Our chosen SSH software is PuTTY, which has an option to allow X-Windows forwarding on port 22. Thus, we know that port 22 is the port we will need in order run the Oracle installer. Most of these same steps are required for other software such as MobaXterm, though MobaXterm will not use PPK files.
First, create an EC2 instance using RHEL 7. Others may work, but RHEL is a standard operating system that most people are familiar with. We have two EC2 instances configured, but for the purposes of this exercise we are concerned with the second:
When you created the EC2 instance, a private key file (suffix .pem) was also created. We need to convert this to a .ppk (PuTTY private key) file. It is a fairly easy process, as shown below.

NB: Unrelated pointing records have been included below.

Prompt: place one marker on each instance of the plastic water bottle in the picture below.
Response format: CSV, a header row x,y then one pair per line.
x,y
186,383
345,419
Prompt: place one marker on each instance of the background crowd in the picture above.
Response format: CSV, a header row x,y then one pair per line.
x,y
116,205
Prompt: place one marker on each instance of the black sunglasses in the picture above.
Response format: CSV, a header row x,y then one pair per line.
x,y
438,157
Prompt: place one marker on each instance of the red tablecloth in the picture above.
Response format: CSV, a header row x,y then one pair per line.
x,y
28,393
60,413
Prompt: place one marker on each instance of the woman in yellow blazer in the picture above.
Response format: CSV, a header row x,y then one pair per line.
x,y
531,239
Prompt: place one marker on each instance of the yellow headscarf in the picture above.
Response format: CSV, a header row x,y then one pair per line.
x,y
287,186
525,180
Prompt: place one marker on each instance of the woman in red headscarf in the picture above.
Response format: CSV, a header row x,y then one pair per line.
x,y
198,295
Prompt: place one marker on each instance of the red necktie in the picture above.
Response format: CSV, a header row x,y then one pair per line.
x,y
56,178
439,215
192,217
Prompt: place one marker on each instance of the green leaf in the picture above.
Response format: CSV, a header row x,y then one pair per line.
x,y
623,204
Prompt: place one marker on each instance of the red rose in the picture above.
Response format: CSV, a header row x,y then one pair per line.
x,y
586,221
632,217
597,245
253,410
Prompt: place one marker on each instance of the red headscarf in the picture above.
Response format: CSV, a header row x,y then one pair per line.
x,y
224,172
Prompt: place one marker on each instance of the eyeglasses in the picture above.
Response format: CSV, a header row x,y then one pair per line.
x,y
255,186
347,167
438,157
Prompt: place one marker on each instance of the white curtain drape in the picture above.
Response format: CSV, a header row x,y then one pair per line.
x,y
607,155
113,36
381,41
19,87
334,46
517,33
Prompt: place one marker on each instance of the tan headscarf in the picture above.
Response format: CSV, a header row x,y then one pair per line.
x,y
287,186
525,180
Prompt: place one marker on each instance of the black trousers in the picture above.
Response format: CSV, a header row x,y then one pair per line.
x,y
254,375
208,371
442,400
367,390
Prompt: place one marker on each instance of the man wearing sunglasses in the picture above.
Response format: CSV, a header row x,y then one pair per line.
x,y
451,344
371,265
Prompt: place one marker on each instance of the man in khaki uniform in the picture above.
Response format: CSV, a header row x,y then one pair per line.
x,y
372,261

1. Install PuTTY if you have not already done so. Run the full install so that PuTTYgen is installed
2. Start PuTTYgen
3. Click load, and load the .pem file downloaded from AWS. Note that you will need to change the default file type to all files (from .ppk)
4. In PuTTYgen, follow the instructions to generate the PPK file.
5. Save the file without a passphrase.
6. Choose an appropriate name and save the file.
7. Now start PuTTY and configure the connection. In the hostname field, put ec2user@<public dns name>, eg ec2-user@ec2-52-15-162-211.us-east-2.compute.amazonaws.com:
8. In the SSH auth section, accept the defaults, and insert the fully qualified path and file name for your PPK file in the private key file section:
9. In the X11 section, choose ‘Enable X11 forwarding’ and localhost:0 for the X display location.
10. Next, back on AWS, you need to configure the AWS firewall to allow you to access your EC2 instance via SSH. To do this, select ‘Security Groups’ on the console, and then on the actions menu, choose edit inbound rules:
11. Click add rule.
12. Add the appropriate source IP and net mask:
Note that if you are connecting from home, chances are that you have a dynamic IP on your home router, and you will need to find out the range of that dynamic IP. In the example shown, we expect that we will always be connecting from an IP address where the first three octals are 118.16.99, and the fourth set is dynamic, so we have a mask of 24. Your public IP address will not start with 172, 10, or 198. Those are the starting octets for private ranges.
13. At this point, you are ready to connect. To verify your connection, use the PuTTY configuration described above and connect to the EC2 instance. Note that you will connect as the ec2-user.
14. Now, as the ec2-user, sudo to root. ‘sudo su –’.
15. Install the packages that are needed for X Windows:
yum install xorg-x11-xauth
yum install xclock xterm
16. On your desktop, ensure that you have an X-Windows server installed. We are using Xming, and installation instructions can be found here.
17. Next, start a new session. When you start your first session after installing the X-Windows software, you should see this line:
/usr/bin/xauth: file /home/ec2-user/. Xauthority does not exist.
It will create that file.
18. Start XMing on your desktop.
19. Type xclock or xterm in your PuTTY session. The xterm or xclock should then open on your desktop after a few seconds:
20. At this point, you have X-Windows working on your AWS EC2 instance. You can now proceed with installing Oracle, or any other software that uses X-Windows as its installation method.
In this post, we have covered the process of installing required software on your EC2 instance and configuring PuTTY on your desktop for use with X-Windows on the AWS EC2 instance.